PRACTISING lawyers in so progressive a country as America are continually met with new devices, with new legal situations, with want of remedies, for which neither the text-books nor their legal education afford them precedent or direct advice; and their law schools, to which they would naturally look for relief, forgetting perhaps too easily that law—at least, American law—is a science that is always becoming, never being, overlook the present in their study of the past. Like an exuberant vine, first twining for support upon the rocks of practice and precedent, it then separates, overthrows, and, lastly, scatters them into new heaps whose equilibrium is more stably adjusted to the needs of a growing democracy.
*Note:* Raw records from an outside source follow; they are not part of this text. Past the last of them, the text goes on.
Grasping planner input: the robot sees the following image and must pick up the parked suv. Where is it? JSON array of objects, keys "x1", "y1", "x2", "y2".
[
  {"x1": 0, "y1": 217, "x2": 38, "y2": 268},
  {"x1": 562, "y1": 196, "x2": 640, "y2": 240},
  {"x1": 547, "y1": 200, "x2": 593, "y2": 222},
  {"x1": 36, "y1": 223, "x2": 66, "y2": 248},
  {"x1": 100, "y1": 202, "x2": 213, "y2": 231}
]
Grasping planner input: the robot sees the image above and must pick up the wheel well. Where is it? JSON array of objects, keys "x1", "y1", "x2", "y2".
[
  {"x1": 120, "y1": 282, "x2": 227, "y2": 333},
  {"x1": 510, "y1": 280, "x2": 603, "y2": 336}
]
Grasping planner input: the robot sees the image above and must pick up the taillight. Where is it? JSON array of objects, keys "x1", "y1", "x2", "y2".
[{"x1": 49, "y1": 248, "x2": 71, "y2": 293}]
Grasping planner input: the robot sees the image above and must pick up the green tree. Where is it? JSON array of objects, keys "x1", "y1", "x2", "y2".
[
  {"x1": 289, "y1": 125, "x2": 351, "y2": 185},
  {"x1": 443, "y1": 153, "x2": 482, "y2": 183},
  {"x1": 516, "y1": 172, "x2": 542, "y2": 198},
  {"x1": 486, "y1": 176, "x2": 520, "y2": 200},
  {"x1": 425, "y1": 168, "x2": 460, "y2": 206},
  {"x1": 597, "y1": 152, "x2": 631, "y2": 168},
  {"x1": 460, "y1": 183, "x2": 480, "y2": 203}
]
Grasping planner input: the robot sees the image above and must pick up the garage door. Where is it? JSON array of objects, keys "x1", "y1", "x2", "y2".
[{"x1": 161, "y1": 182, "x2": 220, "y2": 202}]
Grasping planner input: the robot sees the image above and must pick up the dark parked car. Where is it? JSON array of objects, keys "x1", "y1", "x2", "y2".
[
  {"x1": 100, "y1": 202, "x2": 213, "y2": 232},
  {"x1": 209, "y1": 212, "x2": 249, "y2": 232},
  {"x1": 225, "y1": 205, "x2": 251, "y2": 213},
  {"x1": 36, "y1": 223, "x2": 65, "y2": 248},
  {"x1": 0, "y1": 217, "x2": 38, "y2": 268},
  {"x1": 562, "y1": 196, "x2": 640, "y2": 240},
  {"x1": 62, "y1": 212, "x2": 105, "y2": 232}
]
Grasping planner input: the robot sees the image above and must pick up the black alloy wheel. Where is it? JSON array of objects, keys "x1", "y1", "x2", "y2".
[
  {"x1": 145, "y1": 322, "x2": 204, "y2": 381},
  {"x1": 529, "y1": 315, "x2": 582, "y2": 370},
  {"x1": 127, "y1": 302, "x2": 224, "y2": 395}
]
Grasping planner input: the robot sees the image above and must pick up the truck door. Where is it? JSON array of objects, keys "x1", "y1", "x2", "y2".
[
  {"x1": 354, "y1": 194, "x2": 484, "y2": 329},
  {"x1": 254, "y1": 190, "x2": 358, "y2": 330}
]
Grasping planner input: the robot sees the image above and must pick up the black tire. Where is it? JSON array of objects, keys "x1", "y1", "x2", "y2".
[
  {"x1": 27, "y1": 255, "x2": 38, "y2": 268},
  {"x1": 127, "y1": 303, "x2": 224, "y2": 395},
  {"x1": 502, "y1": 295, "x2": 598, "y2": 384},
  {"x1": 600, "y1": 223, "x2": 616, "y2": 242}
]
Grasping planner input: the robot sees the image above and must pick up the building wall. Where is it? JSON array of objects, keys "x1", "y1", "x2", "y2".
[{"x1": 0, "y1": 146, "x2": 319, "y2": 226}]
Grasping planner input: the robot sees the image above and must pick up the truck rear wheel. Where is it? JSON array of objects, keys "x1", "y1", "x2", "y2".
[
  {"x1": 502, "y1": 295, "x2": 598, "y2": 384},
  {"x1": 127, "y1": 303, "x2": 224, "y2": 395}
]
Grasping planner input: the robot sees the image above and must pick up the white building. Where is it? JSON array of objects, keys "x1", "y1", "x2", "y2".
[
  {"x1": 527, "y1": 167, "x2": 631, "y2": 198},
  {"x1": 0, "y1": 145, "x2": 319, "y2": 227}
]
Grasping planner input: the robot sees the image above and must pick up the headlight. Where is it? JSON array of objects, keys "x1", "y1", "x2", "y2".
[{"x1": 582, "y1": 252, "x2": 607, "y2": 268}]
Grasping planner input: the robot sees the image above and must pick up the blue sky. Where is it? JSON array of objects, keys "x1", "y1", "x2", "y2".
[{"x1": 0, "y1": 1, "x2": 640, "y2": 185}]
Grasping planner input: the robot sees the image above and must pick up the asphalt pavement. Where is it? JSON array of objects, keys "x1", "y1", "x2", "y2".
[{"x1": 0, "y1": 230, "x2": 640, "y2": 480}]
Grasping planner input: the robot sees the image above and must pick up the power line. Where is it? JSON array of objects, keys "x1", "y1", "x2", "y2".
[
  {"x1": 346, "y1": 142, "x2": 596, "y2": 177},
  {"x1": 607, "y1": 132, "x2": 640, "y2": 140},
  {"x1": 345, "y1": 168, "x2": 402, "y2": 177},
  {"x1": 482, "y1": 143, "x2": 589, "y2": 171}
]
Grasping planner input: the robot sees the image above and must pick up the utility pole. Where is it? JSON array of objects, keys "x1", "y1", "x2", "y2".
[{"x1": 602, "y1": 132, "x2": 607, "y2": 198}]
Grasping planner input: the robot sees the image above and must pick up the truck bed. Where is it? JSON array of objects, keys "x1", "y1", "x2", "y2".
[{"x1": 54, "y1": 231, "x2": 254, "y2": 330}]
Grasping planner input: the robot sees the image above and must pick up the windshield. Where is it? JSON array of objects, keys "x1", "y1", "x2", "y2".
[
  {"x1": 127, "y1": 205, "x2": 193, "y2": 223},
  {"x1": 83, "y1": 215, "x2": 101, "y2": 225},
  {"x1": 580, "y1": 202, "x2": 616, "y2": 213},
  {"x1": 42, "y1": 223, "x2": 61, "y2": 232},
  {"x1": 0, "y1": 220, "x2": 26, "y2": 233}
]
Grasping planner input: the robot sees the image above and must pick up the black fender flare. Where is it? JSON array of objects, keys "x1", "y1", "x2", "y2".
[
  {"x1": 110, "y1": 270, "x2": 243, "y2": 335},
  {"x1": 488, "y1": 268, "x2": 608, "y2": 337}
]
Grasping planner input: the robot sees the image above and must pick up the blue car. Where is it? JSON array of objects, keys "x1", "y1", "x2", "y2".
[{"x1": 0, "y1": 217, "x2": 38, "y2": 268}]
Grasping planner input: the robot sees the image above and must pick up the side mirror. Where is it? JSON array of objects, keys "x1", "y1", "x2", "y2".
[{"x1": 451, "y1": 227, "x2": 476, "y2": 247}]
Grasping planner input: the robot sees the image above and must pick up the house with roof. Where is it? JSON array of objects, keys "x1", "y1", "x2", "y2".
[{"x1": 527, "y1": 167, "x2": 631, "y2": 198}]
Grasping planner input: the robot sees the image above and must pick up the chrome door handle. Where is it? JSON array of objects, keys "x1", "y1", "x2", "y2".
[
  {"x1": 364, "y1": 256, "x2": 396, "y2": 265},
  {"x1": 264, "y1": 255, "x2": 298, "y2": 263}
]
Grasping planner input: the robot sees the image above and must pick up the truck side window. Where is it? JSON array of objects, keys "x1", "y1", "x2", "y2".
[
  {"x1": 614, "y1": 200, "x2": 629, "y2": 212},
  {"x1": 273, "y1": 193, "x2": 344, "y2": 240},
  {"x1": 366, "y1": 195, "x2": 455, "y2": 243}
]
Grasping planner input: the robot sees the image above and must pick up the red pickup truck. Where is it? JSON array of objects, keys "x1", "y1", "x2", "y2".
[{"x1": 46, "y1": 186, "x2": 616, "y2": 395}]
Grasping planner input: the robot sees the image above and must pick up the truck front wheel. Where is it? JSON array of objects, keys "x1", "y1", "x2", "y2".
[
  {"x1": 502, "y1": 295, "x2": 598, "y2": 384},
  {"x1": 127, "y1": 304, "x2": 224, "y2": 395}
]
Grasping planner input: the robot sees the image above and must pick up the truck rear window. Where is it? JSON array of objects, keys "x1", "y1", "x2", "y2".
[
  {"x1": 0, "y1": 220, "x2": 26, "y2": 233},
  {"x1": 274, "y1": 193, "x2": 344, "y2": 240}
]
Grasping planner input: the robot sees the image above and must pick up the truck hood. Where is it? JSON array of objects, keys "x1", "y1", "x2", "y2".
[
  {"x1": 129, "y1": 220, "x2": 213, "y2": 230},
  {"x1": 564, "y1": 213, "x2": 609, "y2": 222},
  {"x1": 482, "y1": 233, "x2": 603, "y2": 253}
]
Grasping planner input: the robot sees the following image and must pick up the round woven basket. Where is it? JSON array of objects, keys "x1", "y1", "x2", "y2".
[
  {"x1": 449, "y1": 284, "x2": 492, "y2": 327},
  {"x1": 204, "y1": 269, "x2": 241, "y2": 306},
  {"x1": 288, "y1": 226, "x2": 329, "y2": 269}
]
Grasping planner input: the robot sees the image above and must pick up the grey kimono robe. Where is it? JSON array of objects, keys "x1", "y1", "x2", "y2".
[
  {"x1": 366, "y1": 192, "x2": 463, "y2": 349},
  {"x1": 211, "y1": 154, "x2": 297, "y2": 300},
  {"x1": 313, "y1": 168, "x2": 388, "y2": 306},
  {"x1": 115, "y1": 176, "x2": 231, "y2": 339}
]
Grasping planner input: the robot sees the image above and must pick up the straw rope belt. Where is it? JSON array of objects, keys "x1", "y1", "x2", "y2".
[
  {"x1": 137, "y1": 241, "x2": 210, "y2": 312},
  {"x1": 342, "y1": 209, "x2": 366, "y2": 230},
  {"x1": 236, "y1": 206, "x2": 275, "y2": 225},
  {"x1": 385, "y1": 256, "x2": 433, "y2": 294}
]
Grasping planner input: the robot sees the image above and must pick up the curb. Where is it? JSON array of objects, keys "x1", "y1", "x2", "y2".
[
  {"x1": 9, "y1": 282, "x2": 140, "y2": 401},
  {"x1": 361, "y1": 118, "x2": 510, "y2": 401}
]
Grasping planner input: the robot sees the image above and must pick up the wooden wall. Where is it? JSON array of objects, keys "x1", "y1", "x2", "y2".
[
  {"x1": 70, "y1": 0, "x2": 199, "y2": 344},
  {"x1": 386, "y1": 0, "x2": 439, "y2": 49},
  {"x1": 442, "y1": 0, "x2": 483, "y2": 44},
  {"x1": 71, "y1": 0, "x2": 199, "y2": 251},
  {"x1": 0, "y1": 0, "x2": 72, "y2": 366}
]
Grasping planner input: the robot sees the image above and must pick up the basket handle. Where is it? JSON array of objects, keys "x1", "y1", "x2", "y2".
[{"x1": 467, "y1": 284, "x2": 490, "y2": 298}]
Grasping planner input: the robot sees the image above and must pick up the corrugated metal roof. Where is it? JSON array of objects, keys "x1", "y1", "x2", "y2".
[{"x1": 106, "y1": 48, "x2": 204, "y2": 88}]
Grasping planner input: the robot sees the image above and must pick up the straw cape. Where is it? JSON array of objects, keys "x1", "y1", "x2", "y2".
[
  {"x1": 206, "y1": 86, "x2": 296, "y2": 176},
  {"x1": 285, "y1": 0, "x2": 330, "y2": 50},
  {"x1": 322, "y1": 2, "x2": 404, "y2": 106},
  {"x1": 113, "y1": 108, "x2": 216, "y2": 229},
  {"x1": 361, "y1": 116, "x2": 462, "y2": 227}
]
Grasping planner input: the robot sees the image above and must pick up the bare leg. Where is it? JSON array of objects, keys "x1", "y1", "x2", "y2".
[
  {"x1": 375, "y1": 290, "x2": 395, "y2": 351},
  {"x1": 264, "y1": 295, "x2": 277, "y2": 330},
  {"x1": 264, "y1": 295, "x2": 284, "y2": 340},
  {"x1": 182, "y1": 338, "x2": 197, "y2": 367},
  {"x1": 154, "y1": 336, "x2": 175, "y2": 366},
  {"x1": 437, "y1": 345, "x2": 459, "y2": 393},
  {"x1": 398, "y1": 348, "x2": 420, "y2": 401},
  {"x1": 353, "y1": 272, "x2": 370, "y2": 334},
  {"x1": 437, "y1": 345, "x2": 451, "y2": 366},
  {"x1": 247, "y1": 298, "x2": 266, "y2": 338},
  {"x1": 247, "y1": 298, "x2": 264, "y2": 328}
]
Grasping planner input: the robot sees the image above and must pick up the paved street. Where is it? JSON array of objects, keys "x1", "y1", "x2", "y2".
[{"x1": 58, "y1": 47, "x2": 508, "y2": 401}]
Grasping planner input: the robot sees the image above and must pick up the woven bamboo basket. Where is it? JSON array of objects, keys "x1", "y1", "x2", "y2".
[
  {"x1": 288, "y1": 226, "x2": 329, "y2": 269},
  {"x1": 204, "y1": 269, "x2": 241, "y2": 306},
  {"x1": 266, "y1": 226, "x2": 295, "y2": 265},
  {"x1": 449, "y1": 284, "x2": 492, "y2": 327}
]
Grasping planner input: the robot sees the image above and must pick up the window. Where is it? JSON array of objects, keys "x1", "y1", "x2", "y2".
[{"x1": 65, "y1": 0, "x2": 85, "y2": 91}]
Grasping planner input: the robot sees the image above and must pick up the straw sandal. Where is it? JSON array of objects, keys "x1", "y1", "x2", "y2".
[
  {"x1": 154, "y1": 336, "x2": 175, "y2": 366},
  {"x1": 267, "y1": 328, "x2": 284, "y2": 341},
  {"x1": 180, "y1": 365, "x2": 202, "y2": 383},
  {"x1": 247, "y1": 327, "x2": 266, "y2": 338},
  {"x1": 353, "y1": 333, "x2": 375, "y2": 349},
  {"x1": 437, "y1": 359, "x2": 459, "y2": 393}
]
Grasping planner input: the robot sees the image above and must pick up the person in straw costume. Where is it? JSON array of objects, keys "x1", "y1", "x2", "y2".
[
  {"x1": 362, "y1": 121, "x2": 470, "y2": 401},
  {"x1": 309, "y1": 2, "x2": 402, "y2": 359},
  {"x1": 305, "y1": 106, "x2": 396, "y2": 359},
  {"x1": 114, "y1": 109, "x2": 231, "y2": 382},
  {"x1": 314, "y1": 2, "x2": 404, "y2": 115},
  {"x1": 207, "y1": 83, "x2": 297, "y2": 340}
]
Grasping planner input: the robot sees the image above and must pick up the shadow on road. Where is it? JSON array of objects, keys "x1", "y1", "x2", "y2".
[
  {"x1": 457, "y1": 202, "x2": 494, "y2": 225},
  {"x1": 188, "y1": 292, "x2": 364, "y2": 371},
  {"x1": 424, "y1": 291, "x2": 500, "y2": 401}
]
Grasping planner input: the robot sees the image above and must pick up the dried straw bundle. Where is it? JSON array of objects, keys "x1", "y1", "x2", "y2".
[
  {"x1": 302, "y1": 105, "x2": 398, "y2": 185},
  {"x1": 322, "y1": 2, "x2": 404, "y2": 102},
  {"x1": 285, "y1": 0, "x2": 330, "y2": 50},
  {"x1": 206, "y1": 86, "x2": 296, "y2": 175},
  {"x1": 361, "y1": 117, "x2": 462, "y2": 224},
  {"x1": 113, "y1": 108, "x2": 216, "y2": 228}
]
It seems that the pages of this Review are a happy ground where those who are battling in fields of practice may meet others still clear-minded with the quiet wisdom of theory; nor should the law-student hear without interest those questions which newly vex the active bar, though it may be years ere they are cut short by statute, or come to authoritative decision, and thence broaden down to text-books, and become an orthodox part of the science of the law.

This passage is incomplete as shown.